The smartctl tool allows initiating a long self-test (smartctl -t long /dev/sda
). However there's also badblocks
that I can run on a drive. How are the two related? If badblocks detects bad blocks, does the drive automatically update its SMART values (e.g. by updating its relocated sectors count)? Can badblocks replace smartctl -t long
, or vice versa?
Like I pointed out in my other answer, every modern hard drive has remapping space available (because especially at today's disk densities, no drive platter will be perfect - there will always be a few defects that the drive has to remap around, even on brand-new-never-been-used-came-off-the-assembly-line-into-my-hands drives).
Because of this, theoretically you should have a SMART failure reported before something like
badblocks
notices (end-user-visible) bad sectors on a drive.On modern hard disks any end-user-visible bad sectors (as might be reported by
badblocks
or automatically detected by the OS) are a final gasp and shudder of a dying disk.Ultimately SMART and
badblocks
test two different, but related, things:SMART is a self-monitoring tool:
The hard drive knows some information about its operating parameters, and has some meta-knowledge as to what is "normal" for some, and "acceptable" for others.
If the drive senses that certain parameters are "abnormal" or "unacceptable" it will report a pre-failure condition -- in other words the drive is still functional, but might fail soon.

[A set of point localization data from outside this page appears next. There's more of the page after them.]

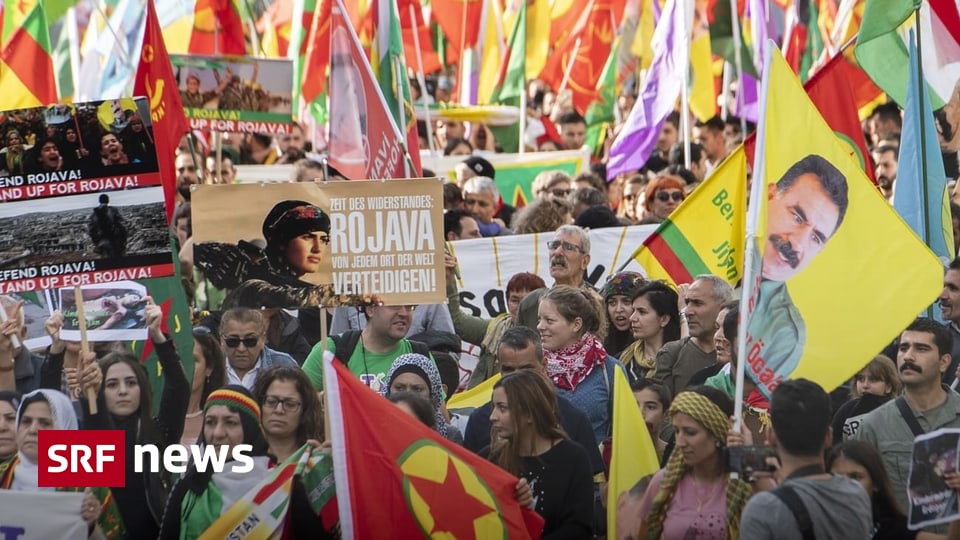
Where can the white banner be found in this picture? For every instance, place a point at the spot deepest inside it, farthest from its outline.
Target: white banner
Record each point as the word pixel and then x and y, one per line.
pixel 487 264
pixel 41 515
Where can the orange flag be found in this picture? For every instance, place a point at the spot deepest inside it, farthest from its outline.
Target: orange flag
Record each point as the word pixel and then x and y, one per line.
pixel 156 81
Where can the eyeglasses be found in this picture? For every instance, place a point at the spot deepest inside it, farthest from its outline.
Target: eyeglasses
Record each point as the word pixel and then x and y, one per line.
pixel 567 246
pixel 664 196
pixel 248 342
pixel 288 404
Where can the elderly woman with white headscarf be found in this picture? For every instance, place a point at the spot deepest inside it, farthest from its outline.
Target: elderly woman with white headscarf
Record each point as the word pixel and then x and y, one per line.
pixel 50 409
pixel 418 374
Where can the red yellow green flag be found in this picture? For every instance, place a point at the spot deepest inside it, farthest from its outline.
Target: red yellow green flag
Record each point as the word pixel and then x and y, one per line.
pixel 704 235
pixel 818 231
pixel 395 474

For example: The spindle motor normally draws 0.10 amps, but now it's drawing 0.50 amps -- an abnormally high draw that may indicate the shaft is binding or the permanent lubricant on the bearings is gone. Eventually the motor will be unable to overcome the resistance and the drive will seize.

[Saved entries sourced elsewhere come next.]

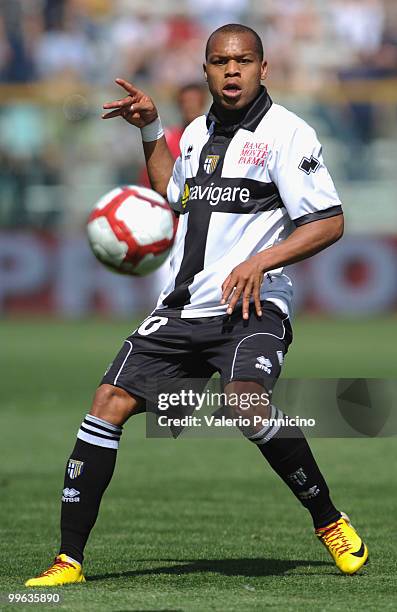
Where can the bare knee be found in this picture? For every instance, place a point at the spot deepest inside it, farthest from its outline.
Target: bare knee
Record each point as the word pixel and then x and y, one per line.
pixel 250 401
pixel 114 404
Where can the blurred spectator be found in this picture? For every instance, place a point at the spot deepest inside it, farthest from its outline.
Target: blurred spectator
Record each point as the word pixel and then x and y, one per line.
pixel 19 25
pixel 360 23
pixel 63 49
pixel 212 15
pixel 191 100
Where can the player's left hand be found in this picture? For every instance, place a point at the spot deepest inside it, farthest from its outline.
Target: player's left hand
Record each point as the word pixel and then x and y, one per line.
pixel 244 281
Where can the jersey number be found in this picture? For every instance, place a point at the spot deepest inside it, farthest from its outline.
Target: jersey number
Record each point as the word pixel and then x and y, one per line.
pixel 151 325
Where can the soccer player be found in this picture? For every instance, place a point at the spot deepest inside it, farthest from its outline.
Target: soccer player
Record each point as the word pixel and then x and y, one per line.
pixel 253 195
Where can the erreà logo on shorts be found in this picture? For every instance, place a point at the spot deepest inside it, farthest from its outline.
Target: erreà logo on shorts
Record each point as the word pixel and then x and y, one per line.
pixel 214 194
pixel 70 495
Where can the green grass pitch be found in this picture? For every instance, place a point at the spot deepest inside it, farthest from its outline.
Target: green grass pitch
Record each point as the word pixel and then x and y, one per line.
pixel 192 524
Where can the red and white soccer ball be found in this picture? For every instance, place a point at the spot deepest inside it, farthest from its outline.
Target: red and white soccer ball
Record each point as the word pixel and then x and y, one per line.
pixel 131 229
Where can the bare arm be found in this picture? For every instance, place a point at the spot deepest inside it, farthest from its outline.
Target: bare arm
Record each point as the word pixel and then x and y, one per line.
pixel 245 279
pixel 139 110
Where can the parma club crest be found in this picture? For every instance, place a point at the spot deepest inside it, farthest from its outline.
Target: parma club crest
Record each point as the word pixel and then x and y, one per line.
pixel 210 163
pixel 75 468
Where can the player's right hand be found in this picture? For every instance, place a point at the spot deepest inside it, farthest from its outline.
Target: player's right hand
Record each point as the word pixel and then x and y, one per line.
pixel 137 108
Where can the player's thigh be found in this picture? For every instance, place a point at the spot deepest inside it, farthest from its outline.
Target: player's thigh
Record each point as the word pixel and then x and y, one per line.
pixel 153 360
pixel 256 348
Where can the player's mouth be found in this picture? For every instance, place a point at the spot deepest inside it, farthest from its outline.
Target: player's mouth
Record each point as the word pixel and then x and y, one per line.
pixel 232 90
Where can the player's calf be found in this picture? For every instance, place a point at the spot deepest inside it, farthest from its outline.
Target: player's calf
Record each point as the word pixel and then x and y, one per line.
pixel 114 405
pixel 88 472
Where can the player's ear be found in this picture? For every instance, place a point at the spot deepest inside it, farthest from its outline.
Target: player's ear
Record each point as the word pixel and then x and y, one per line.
pixel 264 68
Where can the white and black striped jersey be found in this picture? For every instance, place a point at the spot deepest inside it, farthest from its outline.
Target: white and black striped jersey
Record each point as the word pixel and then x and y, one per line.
pixel 239 190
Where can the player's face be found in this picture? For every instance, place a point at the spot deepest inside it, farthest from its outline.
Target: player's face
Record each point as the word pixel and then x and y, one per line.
pixel 233 70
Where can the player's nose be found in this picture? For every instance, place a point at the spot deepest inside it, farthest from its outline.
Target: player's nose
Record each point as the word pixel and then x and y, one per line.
pixel 232 68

Another example: The drive has 1000 "remap" blocks to deal with bad sectors. It has used 750 of them, and the engineers that built the drive determined that number of remaps indicates something internally wrong (bad platter, old-age failure, damaged head) - the drive will report a pre-failure condition allowing you time to get your data off before the remap space runs out and bad sectors become visible.

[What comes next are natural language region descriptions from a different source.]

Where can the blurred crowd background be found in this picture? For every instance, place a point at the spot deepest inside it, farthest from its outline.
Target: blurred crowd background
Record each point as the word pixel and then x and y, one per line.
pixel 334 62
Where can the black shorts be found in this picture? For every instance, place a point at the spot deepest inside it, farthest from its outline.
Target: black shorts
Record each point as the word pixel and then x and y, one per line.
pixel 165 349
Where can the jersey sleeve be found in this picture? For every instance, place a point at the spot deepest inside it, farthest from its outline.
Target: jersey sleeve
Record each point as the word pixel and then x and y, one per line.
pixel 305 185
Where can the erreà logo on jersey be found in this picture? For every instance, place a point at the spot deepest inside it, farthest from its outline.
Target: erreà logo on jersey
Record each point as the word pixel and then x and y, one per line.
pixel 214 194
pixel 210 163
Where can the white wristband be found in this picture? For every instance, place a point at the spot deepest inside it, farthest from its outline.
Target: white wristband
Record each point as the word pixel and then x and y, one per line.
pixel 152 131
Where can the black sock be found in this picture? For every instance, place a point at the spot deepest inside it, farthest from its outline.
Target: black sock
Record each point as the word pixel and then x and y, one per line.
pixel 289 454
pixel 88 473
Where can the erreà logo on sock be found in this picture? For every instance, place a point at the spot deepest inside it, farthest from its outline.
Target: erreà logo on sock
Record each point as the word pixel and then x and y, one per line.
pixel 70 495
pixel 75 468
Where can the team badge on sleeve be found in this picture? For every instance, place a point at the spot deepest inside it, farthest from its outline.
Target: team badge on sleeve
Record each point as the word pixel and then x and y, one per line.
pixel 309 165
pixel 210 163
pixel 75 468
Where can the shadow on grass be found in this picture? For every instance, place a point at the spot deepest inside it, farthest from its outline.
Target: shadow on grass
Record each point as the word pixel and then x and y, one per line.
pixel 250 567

SMART is looking for more than bad sectors - it's a more comprehensive assessment of the drive's health. You could have a SMART pre-failure warning on a drive with no bad sectors and no read/write errors (for example, the spindle motor issue I described above).
badblocks
is a tool with a specific (outdated) purpose: Find bad sectors.badblocks
comes from a time before SMART and bad-sector remapping. Back then we knew drives had imperfections, but the only way to map them out to prevent accidentally storing data there was to stress-test the disk, cause a failure, and then remember not to put data there ever again.The reason I say it is outdated is because the electronics on modern drives already do what
badblocks
does, internally and a few thousand times faster.badblocks
basically allows ancient drives that lack sophisticated electronics to re-map (or skip over) sectors that have failed, but modern hard drives already detect failed sectors and remap them for you.Theoretically you could use
badblocks
data to have the OS remap (visible) failures as if your modern disk was an ancient Winchester disk, but that's ultimately counterproductive -- Like I said previously ANY bad sectors detected withbadblocks
on a modern drive are a cause to discard the entire drive as defective (or about to fail).Visible bad sectors indicate that the drive is out of remapping space, which is relatively rare for modern disks unless they're old (nearing end of functional life) or defective (bad platters/heads from the factory).
So basically if running
badblocks
on a disk before you deploy it in production makes you feel better go ahead and do it, but if your disk was manufactured in this century and it shows a visible bad sector you should chuck it in the trash (or call in its warranty). For my money SMART status and defense in depth is a better use of my time than manually checking disks.I have to disagree with voretaq7 — SMART is not magic. When you have a drive and one of it's sectors goes bad, you'll not be able to read data from it anymore. So it is perfectly possible to have an unreadable file on a modern disk drive. SMART would mark this unreadable sector as "Current Pending" and "Offline Uncorrectable" when it would be first accessed after failure.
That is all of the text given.